Love is not words, it's behavior. It's about how our partner treats us.
THREE CONCEPTS OF LOVE
We usually think of love in three different ways in the context of our intimate relationships: words, feelings and actions.
The differences in the manifestations of these three concepts cause a lot of confusion and often misery in our lives. How often have you heard a friend describe her difficult and troublesome relationship by saying, "but I know he loves me!" When we have partners who treat us poorly, perhaps even abusively, it is not uncommon for these same people to insist, "but I do love you!" When we talk of ending difficult relationships we are often persuaded to stay by our partner's insistence on how much they love us and their promises to change. Even in physically abusive relationships the remorse and tearful claims of love have a tendency to encourage us to stay put when that may not really be in our best interest.
It is the third concept, actions, that is actually the most critical for a relationship to be rewarding for both people and to enable the relationship to flourish.
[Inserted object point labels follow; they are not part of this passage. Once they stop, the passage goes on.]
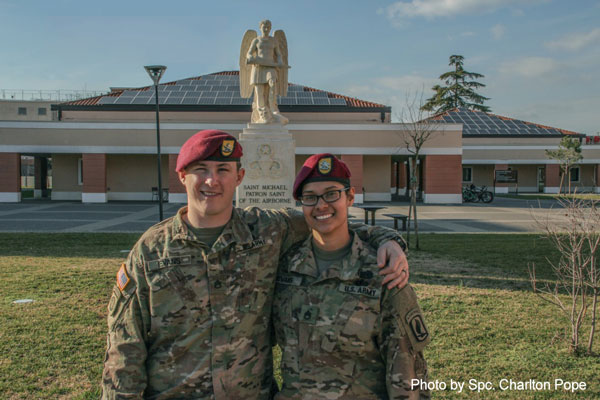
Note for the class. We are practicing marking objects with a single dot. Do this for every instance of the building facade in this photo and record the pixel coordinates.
(103, 148)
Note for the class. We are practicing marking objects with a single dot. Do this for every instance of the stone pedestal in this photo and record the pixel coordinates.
(269, 161)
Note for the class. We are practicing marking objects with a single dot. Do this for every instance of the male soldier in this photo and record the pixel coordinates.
(190, 314)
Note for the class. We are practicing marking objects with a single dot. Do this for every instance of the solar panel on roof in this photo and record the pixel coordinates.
(288, 101)
(107, 100)
(223, 100)
(206, 100)
(123, 100)
(337, 102)
(172, 100)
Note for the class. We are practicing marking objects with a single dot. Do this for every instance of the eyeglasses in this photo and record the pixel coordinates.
(330, 196)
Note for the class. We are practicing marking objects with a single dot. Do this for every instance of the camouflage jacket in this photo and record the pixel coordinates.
(188, 321)
(342, 335)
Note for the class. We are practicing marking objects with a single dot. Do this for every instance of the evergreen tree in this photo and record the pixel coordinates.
(459, 90)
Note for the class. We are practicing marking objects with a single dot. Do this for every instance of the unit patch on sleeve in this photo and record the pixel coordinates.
(122, 278)
(417, 326)
(169, 262)
(364, 290)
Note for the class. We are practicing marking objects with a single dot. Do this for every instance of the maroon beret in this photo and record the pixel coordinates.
(321, 167)
(210, 145)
As I often repeat to my own clients, "love is behavior, not words."
It is always easy, especially in the early stages of a relationship to confuse sex with love. When someone is strongly attracted to us they want to be with us all the time, they want to make love frequently and they tend to be demonstrative and affectionate. Nothing feels more loving. Sex and affection are certainly important components of healthy couple relationships; necessary, but not sufficient. This is lustful love and while it feels wonderful, it rarely endures with great intensity, and sex alone will not make a relationship work. What is critically important is how our partner treats us. Are they kind? Are they respectful? Are they considerate? Are they caring towards us when we are distressed or ill? Are they supportive in words and actions when we experience difficulty in our own lives? No one needs to be wonderful all the time, but the general trend must be in a positive direction the majority of the time. Love needs to be mostly about how the other person acts, how they treat us.
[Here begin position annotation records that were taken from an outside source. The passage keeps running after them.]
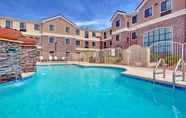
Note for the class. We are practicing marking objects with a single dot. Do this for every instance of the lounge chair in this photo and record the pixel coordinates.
(63, 58)
(41, 58)
(50, 58)
(55, 58)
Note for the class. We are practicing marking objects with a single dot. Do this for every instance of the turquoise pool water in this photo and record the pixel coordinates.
(70, 91)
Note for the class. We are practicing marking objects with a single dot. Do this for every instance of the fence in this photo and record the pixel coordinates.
(170, 51)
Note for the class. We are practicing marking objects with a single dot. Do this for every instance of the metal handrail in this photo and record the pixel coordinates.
(181, 64)
(161, 61)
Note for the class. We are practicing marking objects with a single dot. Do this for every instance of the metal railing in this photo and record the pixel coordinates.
(157, 67)
(180, 65)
Everyone has bad days when they are less available to their loved ones because of serious problems in their own lives. This does not mean that being stressed or unhappy is an excuse to be chronically unpleasant or thoughtless to our partner. It's easy to slip in to a state of mind where we think, "Her boss is terrible, of course she's in a bad mood and tends to be harsh with me," or "He had such a hard childhood, he can't trust people and that's why he neglects me," or "She's upset about that weight she gained from being ill, it keeps her in a bad mood." It can be so easy to get in to the habit of making excuses for our partners, to forgive chronic mistreatment. We may lose sight of our right to be treated with respect and compassion.
LOVE AND WORDS
A related problem is when someone has difficulty telling us, "I love you." In those situations, we may look at how we are treated and if it's wonderful, we may try to live without those words. If things are going well in a relationship we may pass this over and think, "He's not good at expressing his feelings," or "I know she really loves me, she just can't say it." These are signs to proceed with caution! It isn't necessary, especially in long term relationships to always be saying, "I love you" to each other, but when it's rare or missing in the early stages there is cause for concern. Do you really want to be with someone who has that much trouble expressing their feelings? This problem does not tend to become less difficult with time.
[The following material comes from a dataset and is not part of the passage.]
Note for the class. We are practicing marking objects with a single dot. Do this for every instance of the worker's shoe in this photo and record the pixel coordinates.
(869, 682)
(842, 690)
ACTIONS MATTER MORE THAN WORDS OR FEELINGS
No matter how much someone feels like they love us, that love is really of little value if is not associated with caring, considerate and loving behavior the majority of the time. I have worked with many couples over the years where there was physical or emotional abuse. The abusive partner, if they truly love the other person, will not just say, "but I love you so much, I'm so sorry!". You should see them doing everything they possibly can to control the behavior that hurts you emotionally or physically. Are they in therapy? Have they become sober? Have they gone to their medical doctor to make sure there is nothing physical contributing to their loss of control? Have they considered medication to control their depression or hostility? Those are the behaviors that matter. Except in the cases of serious or repetitive physical abuse, no one needs to give up on a relationship easily, but ask yourself: Is my partner doing everything—and I mean everything—to bring their hurtful behavior under control. Are they greatly distressed at the unhappiness they cause you, enough that they spring in to action to correct it?
Hearing the words "I love you" feel wonderful. Without loving behavior, though, those words will never bring happiness.